Kraj bez prezydenta
Jan Wszołek / 28.09.2006 09:32
Żyjemy w kraju, w którym nie funkcjonuje zapisany w konstytucji rozdział władzy prezydenta i premiera. Tych, którzy mieli jeszcze jakiekolwiek wątpliwości, musi przekonać zachowanie głowy państwa w związku z aferą "korupcji politycznej".
Między urzędem prezydenta i premiera powstała swoista bliźniacza unia personalna - chyba jedyny taki przypadek w historii świata. Co ciekawe, rzeczywista władza nie spoczywa w rękach głowy państwa, ale kręcącego wszystkim premiera.

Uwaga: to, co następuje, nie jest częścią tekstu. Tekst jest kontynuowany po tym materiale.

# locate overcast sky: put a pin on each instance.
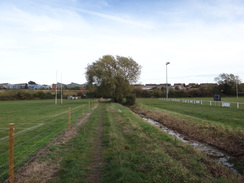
(200, 38)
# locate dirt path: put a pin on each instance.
(44, 171)
(96, 166)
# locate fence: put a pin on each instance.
(237, 105)
(26, 139)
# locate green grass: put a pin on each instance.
(220, 127)
(37, 122)
(224, 116)
(134, 151)
(226, 99)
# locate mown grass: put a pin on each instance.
(37, 122)
(134, 151)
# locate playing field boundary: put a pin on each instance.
(236, 105)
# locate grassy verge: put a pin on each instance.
(36, 124)
(223, 128)
(134, 151)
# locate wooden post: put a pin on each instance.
(69, 117)
(11, 152)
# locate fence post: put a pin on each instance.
(69, 117)
(11, 152)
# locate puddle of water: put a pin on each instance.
(209, 150)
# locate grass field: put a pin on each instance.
(36, 123)
(217, 126)
(132, 151)
(113, 145)
(226, 99)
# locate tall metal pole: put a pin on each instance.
(236, 89)
(61, 90)
(56, 91)
(167, 90)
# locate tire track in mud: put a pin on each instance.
(96, 166)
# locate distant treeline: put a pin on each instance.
(22, 95)
(157, 93)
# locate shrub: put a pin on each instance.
(130, 99)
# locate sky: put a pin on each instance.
(55, 40)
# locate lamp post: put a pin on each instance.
(167, 90)
(236, 88)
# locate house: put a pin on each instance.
(20, 86)
(35, 86)
(180, 86)
(6, 86)
(192, 85)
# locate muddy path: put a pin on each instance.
(96, 166)
(230, 142)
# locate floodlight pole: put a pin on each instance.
(167, 90)
(236, 89)
(56, 90)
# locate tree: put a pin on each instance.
(227, 83)
(113, 76)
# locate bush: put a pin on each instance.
(130, 99)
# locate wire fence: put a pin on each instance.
(32, 136)
(237, 105)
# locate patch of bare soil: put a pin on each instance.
(95, 169)
(223, 138)
(36, 171)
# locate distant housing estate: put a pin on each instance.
(38, 86)
(180, 86)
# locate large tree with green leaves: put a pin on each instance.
(227, 83)
(113, 76)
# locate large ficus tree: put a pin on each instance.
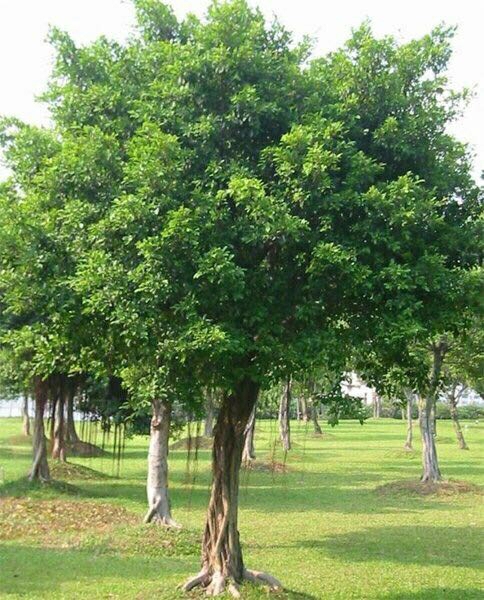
(236, 205)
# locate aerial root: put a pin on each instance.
(201, 578)
(263, 578)
(216, 583)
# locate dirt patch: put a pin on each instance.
(266, 466)
(449, 487)
(84, 449)
(70, 471)
(201, 442)
(157, 541)
(46, 520)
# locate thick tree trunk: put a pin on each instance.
(249, 451)
(303, 403)
(284, 424)
(209, 415)
(314, 418)
(409, 441)
(40, 467)
(59, 441)
(455, 421)
(71, 433)
(222, 561)
(159, 510)
(25, 415)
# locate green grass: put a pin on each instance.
(320, 526)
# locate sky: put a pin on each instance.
(26, 58)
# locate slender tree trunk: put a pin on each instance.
(409, 441)
(284, 423)
(71, 433)
(434, 419)
(249, 450)
(430, 463)
(53, 405)
(209, 414)
(59, 441)
(304, 409)
(222, 561)
(431, 471)
(40, 467)
(314, 418)
(455, 421)
(159, 509)
(25, 415)
(376, 406)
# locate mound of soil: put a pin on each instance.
(449, 487)
(201, 442)
(67, 470)
(266, 466)
(44, 520)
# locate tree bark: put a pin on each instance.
(455, 420)
(159, 509)
(222, 561)
(209, 414)
(284, 424)
(59, 441)
(376, 406)
(248, 454)
(25, 415)
(40, 467)
(304, 409)
(409, 441)
(314, 418)
(71, 433)
(430, 463)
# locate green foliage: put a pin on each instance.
(214, 204)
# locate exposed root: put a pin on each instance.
(202, 578)
(217, 582)
(152, 516)
(263, 578)
(234, 590)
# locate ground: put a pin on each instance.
(328, 525)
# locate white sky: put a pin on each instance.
(25, 58)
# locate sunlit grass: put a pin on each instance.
(319, 525)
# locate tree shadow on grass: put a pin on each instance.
(423, 545)
(30, 570)
(436, 594)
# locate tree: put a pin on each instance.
(240, 207)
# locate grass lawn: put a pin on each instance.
(321, 526)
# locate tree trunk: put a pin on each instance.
(222, 561)
(431, 471)
(157, 481)
(314, 418)
(71, 433)
(40, 467)
(376, 406)
(209, 414)
(59, 441)
(25, 416)
(249, 451)
(284, 424)
(409, 441)
(455, 421)
(304, 409)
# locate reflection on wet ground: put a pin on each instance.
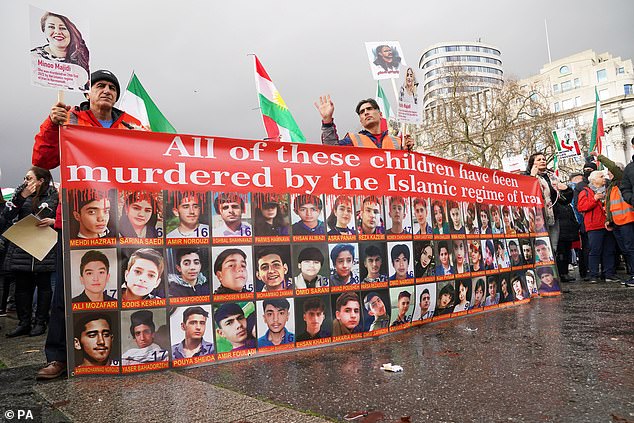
(568, 358)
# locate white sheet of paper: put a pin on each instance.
(33, 239)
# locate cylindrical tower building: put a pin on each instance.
(477, 65)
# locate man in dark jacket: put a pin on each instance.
(98, 111)
(588, 168)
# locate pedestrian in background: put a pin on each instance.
(37, 195)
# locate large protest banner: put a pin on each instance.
(184, 249)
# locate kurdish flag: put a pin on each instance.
(598, 134)
(278, 121)
(137, 102)
(384, 105)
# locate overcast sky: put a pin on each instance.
(192, 56)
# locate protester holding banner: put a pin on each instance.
(98, 111)
(553, 192)
(602, 243)
(37, 195)
(370, 118)
(619, 214)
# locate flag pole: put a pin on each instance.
(547, 41)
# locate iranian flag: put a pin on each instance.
(136, 102)
(278, 121)
(384, 105)
(598, 134)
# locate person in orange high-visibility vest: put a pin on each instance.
(370, 136)
(619, 215)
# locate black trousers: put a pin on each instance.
(55, 347)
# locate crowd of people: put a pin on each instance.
(591, 218)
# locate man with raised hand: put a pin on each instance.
(370, 118)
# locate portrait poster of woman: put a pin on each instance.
(385, 58)
(59, 51)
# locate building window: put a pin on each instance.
(566, 86)
(603, 94)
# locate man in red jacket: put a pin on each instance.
(602, 242)
(98, 111)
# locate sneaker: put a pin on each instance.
(52, 370)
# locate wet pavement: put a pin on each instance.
(562, 359)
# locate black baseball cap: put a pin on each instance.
(105, 75)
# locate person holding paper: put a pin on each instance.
(370, 118)
(97, 111)
(37, 195)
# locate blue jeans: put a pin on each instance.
(625, 237)
(602, 250)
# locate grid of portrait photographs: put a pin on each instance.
(174, 279)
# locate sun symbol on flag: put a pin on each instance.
(277, 98)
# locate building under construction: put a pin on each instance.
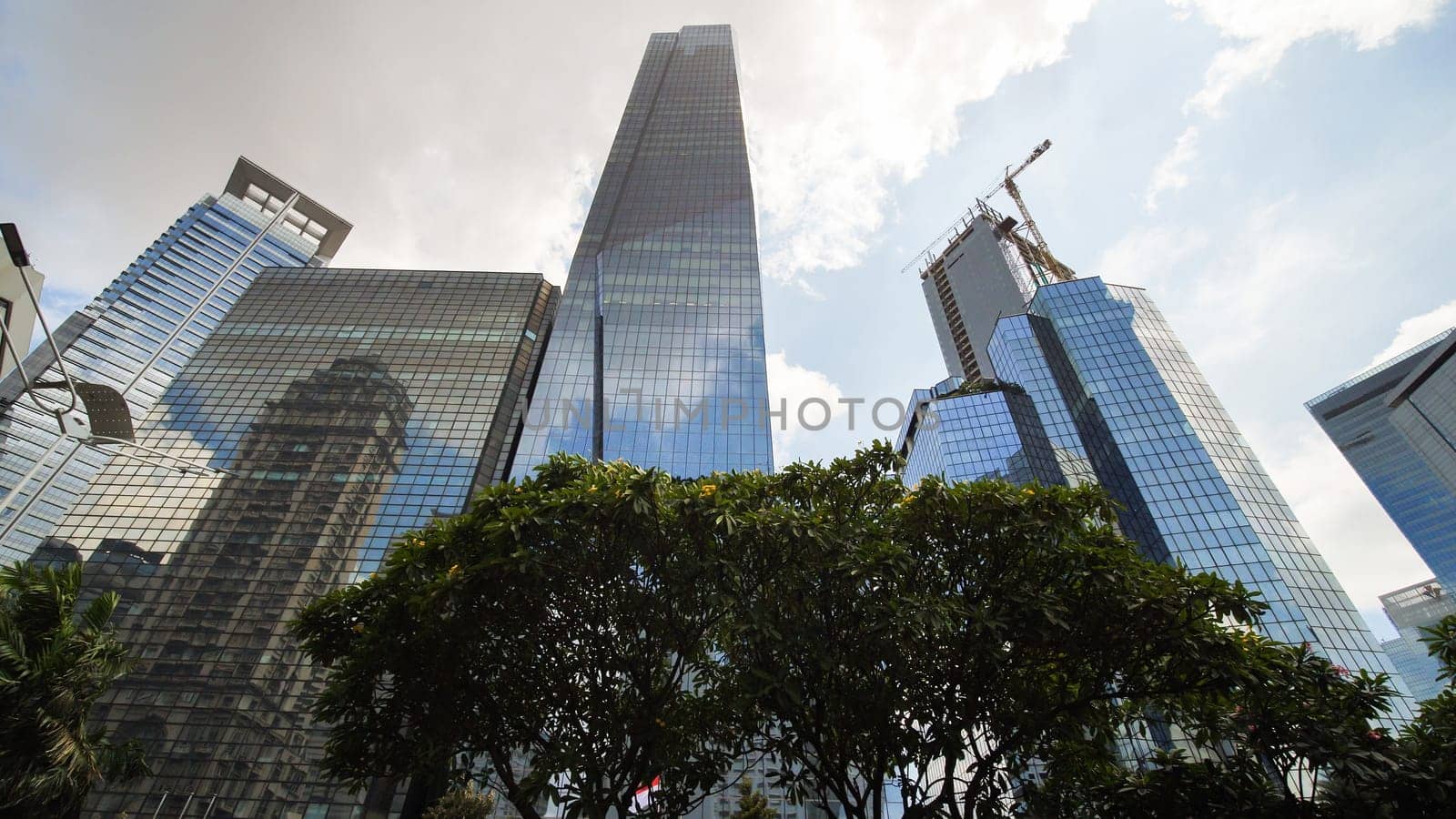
(980, 268)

Dwójka niezłomnych staje teraz przed opinią publiczną zbulwersowaną zachowaniem polityków partii rządzącej i zamiast przyznać, że zapędzili się w walce o władzę, gwałcąc zasady etyki i demokracji. W demokracji nie chodzi tylko o zdobycie każdym kosztem większości w celu realizacji własnych obsesji. Nie chodzi tylko o czystą władzę większości, ale wymagane jest też poszanowanie mniejszości. To przecież oni przekonywali, że chodzi im o rewolucję moralną i IV RP.

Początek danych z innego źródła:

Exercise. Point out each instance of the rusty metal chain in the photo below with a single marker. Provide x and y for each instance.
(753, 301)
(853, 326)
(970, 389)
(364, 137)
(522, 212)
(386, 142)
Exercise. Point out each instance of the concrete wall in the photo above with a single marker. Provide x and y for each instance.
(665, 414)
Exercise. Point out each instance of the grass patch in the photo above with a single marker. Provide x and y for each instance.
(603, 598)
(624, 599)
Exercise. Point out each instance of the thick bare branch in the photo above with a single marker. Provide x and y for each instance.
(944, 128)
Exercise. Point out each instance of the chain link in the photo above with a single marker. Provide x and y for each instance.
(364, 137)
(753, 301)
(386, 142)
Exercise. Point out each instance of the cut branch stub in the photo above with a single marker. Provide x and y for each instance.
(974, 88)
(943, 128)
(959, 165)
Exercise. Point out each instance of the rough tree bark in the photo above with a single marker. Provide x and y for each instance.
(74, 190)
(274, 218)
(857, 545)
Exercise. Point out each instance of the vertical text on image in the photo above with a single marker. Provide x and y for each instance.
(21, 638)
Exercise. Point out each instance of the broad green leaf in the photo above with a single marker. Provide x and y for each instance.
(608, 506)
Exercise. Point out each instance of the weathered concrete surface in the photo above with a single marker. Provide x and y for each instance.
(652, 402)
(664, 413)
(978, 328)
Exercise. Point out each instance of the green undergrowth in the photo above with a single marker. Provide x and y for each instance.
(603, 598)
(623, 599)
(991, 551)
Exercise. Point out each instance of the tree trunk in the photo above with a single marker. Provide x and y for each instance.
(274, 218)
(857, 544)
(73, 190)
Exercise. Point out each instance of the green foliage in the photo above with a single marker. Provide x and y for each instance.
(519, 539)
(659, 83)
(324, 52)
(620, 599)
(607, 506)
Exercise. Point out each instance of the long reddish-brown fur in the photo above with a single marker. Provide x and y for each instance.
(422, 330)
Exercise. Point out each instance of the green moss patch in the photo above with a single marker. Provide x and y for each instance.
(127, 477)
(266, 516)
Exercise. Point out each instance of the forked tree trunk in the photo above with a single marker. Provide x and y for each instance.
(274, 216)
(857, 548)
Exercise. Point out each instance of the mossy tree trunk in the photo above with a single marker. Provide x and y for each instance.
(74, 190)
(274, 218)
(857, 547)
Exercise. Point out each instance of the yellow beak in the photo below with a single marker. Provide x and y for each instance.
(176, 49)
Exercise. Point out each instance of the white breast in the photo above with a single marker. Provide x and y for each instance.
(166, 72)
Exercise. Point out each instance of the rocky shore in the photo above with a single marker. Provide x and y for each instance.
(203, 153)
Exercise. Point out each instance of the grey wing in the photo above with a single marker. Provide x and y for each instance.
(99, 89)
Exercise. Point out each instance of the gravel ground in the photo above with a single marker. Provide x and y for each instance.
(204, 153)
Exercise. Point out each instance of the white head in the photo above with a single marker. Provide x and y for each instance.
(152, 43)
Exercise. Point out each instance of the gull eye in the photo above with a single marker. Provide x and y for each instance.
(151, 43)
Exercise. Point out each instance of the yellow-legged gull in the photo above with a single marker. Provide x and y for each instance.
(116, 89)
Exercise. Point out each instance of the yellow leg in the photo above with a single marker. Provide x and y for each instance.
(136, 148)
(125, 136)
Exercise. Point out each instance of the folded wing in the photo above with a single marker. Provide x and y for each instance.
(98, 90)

Nasz kolektywny premiero-prezydent jest przekonany o swojej racji w każdej sytuacji, nie przyjmuje krytyki, a gdy taka się pojawia natychmiast obdarza ją etykietką "układu". Premiero-prezydent Kaczyński wie i powtarza to, że winę ponosi Platforma Obywatelska, która wiele miesięcy temu nie weszła do rządu na warunkach Prawa i Sprawiedliwości.

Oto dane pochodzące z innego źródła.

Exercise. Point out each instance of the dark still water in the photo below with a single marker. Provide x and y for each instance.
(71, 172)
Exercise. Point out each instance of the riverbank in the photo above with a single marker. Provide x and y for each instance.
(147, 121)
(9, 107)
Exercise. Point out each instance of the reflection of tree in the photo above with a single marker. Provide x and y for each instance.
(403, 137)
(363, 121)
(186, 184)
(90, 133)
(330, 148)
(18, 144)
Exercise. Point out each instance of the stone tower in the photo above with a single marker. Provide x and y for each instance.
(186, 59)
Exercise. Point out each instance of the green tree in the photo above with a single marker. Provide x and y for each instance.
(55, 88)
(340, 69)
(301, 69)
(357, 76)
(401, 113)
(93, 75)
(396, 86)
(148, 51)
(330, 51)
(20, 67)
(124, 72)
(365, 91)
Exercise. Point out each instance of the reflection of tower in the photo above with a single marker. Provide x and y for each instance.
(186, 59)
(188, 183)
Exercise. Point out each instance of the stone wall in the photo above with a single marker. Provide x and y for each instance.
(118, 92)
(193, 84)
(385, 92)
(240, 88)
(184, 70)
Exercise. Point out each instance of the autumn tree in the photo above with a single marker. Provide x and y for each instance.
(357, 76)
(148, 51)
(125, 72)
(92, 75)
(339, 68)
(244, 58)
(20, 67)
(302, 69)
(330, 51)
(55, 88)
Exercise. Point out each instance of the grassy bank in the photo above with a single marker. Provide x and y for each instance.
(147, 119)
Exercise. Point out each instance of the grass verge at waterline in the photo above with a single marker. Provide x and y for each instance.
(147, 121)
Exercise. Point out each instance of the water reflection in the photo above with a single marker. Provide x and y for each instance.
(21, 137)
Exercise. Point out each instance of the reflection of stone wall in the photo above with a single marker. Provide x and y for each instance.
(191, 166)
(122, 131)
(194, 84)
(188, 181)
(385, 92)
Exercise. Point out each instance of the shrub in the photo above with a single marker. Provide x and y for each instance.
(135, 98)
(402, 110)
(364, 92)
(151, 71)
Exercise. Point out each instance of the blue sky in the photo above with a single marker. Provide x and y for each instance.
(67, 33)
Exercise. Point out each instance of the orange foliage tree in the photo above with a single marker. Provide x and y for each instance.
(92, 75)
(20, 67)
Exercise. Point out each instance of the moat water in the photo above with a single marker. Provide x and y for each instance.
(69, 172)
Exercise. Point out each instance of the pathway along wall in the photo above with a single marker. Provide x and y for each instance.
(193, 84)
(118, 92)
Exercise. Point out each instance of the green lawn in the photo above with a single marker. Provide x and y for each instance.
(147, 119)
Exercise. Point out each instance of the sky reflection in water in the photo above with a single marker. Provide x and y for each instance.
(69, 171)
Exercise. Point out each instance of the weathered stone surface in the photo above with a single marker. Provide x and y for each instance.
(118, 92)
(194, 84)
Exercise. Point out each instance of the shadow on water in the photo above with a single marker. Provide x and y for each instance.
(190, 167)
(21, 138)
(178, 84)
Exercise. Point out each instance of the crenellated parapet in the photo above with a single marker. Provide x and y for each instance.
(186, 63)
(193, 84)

Jeśli ktoś polemizuje z premierem, szarga jednocześnie opinię głowy państwa. Jeżeli ktoś dosadnie określi premiero-prezydenta w niskonakładowym pisemku, obraża całe państwo. Państwo to tupie wtedy nogą i za nic nie wychyli nosa poza swoje granice, aby porozmawiać z głowami innych państw - one też pewnie są z układu i powiązane ze starymi służbami inspirującymi obraźliwe artykuły w zagranicznej prasie.
Premiero-prezydent nie pojmuje tajników funkcjonowania gospodarki. Wydaje mu się, że prywatyzacja państwowych spółek jest zdradą, a wzrost gospodarczy utrwala się likwidując WSI. Chociaż możliwe jest, ze najważniejsze osoby w państwie nigdy o gospodarce nie pomyślały, bo niby co w niej takiego interesującego - nie ma to jak walka z układem. Co gorsza, premiero-prezydent z Prawa i Sprawiedliwości nie rozumie czym są instytucje państwa prawa. Robi wrażenie staruszki z granatem w ręku mówiącej: „Sąd sądem, ale sprawiedliwość musi być po naszej stronie”.
Premiero-prezydencie stojący na gruzach IV RP - pora się odmeldować!